Ich blieb in seinen Armen, bis der Himmel draußen heller wurde. Als ich mich schließlich anzog und die Kellertreppe hochging, um nach Hause zu gehen, waren meine Beine zittrig, mein Arsch gezeichnet, meine Pussy tropfte und mein Kopf war voll von ihm.

Ich schaute ein letztes Mal zur Kellertür zurück, bevor ich in die frühe Morgenluft trat. Ich war wund, erschöpft und komplett besessen… und ich konnte es kaum erwarten, zurückzukommen.

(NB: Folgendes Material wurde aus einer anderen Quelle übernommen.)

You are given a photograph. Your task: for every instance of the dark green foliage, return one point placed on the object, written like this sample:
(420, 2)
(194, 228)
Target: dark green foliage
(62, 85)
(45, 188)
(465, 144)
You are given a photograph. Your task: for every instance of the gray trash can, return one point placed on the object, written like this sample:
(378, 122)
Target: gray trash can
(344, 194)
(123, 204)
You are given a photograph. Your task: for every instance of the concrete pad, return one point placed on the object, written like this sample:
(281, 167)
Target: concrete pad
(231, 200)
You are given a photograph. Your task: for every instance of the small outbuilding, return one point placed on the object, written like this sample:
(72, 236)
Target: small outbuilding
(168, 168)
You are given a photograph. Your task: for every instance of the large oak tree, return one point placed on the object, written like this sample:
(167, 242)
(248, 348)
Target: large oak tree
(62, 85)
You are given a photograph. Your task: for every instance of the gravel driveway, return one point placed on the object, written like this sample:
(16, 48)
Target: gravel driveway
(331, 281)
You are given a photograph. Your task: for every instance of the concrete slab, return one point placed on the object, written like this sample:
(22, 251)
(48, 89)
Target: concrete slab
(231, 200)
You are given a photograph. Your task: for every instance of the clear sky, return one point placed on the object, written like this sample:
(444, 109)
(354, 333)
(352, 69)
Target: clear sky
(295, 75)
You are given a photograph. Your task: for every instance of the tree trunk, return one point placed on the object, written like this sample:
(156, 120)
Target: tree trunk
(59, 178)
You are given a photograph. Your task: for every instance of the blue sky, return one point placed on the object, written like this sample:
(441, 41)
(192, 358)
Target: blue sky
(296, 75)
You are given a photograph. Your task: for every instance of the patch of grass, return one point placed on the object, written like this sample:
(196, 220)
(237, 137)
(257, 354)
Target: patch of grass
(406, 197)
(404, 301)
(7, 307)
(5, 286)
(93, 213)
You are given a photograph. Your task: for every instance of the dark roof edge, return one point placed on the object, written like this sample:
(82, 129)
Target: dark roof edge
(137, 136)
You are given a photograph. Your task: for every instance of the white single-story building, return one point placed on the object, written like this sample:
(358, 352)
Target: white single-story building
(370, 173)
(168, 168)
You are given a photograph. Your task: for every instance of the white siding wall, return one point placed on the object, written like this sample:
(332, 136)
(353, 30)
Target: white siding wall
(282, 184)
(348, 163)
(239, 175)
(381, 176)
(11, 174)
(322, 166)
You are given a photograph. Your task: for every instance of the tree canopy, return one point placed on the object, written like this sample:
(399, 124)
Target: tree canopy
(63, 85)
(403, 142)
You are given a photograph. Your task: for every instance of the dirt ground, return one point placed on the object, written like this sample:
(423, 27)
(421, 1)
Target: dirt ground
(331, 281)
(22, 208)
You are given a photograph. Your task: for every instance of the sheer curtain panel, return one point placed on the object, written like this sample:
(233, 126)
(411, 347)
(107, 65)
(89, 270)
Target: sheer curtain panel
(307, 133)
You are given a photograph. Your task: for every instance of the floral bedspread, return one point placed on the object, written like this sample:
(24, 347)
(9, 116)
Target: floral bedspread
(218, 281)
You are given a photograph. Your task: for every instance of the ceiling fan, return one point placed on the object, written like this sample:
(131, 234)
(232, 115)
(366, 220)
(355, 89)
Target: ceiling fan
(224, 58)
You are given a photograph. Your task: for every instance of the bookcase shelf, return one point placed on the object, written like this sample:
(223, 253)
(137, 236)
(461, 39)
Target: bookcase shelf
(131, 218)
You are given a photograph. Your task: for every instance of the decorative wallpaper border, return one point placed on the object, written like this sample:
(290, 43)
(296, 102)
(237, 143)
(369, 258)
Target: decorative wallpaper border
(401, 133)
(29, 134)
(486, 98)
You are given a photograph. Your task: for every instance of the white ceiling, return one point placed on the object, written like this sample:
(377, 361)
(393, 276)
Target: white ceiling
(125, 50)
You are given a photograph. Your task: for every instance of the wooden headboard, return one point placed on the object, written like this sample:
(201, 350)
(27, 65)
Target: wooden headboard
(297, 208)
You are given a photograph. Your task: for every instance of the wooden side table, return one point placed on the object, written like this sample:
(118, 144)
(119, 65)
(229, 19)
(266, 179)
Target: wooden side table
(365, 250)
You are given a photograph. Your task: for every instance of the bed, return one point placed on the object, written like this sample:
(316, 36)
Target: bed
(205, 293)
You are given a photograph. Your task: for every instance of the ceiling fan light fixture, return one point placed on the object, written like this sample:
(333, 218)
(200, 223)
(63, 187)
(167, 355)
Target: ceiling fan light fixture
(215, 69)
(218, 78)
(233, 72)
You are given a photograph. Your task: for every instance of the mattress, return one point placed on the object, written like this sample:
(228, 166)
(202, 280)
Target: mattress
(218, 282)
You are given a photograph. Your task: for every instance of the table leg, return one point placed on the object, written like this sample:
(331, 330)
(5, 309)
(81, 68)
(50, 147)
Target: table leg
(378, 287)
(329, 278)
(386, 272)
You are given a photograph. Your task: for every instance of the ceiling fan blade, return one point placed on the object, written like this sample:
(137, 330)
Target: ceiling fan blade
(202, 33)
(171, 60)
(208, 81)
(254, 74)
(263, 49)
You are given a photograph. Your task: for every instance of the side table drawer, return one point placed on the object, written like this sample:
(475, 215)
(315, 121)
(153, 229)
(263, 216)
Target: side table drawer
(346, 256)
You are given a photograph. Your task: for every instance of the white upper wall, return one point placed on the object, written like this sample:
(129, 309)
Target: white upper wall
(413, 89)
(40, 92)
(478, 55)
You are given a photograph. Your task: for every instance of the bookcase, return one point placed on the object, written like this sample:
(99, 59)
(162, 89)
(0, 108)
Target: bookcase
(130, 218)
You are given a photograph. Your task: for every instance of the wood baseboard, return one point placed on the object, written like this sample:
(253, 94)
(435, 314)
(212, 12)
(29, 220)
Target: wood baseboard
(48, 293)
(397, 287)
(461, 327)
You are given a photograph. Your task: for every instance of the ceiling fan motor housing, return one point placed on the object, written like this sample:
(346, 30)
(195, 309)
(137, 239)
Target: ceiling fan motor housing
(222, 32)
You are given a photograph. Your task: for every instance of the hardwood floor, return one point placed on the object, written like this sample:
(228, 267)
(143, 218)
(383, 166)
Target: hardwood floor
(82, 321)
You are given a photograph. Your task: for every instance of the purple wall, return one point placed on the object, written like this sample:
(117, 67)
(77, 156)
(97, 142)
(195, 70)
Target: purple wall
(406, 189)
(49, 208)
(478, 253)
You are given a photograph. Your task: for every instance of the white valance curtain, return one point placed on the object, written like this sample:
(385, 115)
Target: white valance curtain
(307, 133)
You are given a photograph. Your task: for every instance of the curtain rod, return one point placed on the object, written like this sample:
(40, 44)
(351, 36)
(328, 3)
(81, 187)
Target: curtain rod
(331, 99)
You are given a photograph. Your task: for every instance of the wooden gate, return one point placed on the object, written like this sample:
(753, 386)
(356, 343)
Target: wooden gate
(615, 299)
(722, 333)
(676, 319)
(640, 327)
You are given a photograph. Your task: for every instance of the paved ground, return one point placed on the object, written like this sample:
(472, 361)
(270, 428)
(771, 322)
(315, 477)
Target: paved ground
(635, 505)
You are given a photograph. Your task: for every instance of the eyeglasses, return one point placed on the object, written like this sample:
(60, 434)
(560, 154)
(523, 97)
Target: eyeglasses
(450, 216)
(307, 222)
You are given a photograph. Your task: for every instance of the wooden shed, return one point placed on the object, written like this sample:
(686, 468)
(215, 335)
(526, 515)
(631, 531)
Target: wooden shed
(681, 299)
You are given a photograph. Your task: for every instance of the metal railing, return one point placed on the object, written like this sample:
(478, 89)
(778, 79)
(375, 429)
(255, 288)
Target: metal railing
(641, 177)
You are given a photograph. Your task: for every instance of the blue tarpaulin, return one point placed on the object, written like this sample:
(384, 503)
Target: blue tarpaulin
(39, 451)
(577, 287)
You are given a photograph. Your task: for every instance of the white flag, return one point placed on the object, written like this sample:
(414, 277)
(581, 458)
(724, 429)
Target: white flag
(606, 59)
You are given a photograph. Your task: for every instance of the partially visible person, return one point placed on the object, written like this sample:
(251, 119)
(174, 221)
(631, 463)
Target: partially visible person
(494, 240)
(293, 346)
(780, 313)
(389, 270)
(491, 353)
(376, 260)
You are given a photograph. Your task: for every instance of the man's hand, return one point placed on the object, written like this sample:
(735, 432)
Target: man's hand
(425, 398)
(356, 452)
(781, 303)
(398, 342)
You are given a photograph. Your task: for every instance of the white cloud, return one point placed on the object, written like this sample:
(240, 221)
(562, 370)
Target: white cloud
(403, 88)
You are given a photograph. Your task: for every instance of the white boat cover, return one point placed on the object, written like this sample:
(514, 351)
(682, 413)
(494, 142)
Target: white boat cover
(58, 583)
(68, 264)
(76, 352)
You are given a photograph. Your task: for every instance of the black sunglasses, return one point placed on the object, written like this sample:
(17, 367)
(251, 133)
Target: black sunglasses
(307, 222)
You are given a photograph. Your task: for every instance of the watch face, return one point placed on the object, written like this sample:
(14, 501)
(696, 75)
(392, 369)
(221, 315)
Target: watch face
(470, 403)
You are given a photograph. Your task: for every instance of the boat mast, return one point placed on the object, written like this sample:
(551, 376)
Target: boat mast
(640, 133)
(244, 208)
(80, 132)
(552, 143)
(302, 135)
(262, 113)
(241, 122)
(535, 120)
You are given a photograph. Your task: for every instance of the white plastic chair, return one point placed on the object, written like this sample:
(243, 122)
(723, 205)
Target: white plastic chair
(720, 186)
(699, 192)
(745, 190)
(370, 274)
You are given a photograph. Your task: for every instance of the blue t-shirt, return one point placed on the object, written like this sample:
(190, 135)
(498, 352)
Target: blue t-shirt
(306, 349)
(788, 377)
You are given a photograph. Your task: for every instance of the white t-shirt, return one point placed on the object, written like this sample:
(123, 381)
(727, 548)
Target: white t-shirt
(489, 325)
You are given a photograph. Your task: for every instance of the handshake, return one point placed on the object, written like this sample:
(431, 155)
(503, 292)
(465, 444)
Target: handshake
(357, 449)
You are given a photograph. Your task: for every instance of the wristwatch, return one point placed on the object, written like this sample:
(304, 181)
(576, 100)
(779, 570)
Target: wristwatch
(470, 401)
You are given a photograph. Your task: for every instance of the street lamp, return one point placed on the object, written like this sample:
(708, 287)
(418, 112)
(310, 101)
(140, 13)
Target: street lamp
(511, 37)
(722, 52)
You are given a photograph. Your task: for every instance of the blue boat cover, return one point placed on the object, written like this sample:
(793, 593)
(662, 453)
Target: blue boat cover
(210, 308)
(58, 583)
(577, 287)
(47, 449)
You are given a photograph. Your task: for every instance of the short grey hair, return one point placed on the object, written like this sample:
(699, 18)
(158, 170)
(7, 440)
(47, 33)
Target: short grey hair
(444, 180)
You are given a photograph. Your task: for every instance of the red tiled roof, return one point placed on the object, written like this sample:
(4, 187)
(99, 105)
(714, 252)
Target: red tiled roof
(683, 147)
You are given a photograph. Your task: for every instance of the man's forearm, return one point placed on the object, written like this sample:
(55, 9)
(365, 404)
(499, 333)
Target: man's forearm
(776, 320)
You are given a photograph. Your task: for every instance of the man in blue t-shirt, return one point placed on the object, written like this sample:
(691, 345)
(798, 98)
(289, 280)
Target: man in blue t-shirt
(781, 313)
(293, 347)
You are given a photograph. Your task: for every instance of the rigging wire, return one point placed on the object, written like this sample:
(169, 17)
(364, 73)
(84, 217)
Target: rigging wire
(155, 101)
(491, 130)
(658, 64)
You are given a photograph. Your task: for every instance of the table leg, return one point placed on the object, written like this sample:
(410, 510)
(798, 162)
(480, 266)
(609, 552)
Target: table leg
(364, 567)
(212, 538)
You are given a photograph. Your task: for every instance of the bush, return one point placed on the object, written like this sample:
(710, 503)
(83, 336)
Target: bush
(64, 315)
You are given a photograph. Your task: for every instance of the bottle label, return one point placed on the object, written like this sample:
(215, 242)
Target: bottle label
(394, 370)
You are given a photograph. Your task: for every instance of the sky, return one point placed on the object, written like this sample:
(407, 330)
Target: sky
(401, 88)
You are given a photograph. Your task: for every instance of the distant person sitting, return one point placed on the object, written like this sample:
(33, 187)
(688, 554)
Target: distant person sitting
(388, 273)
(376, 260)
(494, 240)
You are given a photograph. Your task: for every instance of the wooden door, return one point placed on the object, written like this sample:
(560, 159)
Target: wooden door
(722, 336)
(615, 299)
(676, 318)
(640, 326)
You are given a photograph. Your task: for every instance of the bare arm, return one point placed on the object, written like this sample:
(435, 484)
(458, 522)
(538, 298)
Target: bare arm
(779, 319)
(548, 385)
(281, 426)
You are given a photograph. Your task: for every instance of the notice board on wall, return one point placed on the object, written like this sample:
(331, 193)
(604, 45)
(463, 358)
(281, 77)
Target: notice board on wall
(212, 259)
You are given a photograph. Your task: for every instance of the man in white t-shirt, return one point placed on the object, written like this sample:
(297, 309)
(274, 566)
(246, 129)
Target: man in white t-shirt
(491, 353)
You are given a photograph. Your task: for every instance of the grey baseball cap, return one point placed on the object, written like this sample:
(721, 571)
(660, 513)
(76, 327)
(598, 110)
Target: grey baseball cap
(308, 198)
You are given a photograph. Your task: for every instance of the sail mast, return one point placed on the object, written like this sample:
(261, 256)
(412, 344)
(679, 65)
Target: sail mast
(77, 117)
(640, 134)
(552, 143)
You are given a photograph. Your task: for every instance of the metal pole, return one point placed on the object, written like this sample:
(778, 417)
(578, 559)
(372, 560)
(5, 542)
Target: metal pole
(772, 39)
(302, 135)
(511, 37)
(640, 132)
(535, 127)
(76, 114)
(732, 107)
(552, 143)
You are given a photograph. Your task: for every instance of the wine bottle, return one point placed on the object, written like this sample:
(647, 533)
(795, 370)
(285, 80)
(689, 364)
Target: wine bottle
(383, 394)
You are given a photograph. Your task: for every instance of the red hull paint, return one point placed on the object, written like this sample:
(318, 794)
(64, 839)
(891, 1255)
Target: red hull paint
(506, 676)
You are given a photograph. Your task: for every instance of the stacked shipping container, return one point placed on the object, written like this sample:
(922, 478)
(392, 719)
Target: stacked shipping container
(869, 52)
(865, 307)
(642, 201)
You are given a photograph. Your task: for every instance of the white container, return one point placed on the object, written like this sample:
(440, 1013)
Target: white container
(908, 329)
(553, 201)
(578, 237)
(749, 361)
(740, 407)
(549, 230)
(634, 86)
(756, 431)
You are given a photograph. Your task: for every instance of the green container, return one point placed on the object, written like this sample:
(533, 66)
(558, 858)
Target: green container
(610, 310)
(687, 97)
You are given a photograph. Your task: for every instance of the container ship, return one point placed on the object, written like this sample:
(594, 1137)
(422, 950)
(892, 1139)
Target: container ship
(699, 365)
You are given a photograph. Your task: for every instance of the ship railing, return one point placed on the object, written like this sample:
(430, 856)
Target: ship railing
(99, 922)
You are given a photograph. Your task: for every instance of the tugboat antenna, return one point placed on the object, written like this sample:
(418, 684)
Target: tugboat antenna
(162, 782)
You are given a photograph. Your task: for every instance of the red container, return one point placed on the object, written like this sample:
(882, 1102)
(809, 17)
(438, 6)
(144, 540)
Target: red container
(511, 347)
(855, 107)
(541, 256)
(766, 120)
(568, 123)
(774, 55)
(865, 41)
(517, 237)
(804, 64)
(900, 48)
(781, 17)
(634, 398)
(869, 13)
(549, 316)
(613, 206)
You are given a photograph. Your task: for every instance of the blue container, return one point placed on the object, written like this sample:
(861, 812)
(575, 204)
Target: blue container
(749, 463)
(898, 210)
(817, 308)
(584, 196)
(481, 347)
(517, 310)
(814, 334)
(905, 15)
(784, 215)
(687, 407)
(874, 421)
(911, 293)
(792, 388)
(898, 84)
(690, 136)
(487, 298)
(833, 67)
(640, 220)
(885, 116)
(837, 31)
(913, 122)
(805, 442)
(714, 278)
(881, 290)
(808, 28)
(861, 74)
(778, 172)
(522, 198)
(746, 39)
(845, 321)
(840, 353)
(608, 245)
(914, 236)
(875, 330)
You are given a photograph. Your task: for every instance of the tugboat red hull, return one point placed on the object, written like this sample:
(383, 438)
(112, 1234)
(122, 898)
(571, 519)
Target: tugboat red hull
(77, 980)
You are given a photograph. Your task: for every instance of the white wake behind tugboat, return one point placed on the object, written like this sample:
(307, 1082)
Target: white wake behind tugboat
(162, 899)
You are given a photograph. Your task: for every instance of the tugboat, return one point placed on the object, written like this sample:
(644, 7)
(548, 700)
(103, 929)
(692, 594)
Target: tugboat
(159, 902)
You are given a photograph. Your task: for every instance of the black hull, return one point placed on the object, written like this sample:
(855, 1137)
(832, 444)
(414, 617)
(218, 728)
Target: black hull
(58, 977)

Marcus folgte mir zur Tür, seine große Hand auf meinem nackten Arsch. „Bevor du gehst, knie dich noch einmal hin.“ Ich sank sofort auf die Knie, öffnete seinen Reißverschluss und nahm seinen halbsteifen Schwanz in den Mund. „Leck ihn sauber, Sub. Schmeck uns beide.“ Seine Stimme war rau vor neu erwachender Lust. Ich saugte hingebungsvoll, leckte jeden Tropfen unserer Säfte ab, bis er wieder hart wurde. Er packte meine Haare und fickte meinen Mund tief, bis Tränen über meine Wangen liefen. „Schluck alles, wenn ich komme.“

Er spritzte mit einem Stöhnen in meinen Rachen, und ich schluckte gierig, ohne einen Tropfen zu verlieren. Danach zog er mich hoch, küsste mich hart und schob zwei Finger in meine tropfende Pussy. „Du gehst nach Hause mit meinem Sperma in deinem Arsch und meinem Geschmack im Mund. Denk daran, wem du gehörst, wenn du heute allein kommst.“

Ich wimmerte vor neuer Erregung, küsste ihn ein letztes Mal und stieg die Treppe hoch. Jeder Schritt erinnerte mich an die Dehnung, die Spanking-Male und die pure Unterwerfung. Zu Hause angekommen, fiel ich erschöpft ins Bett, die Hand zwischen meinen Beinen, und träumte schon von der nächsten Session in seinem Dungeon.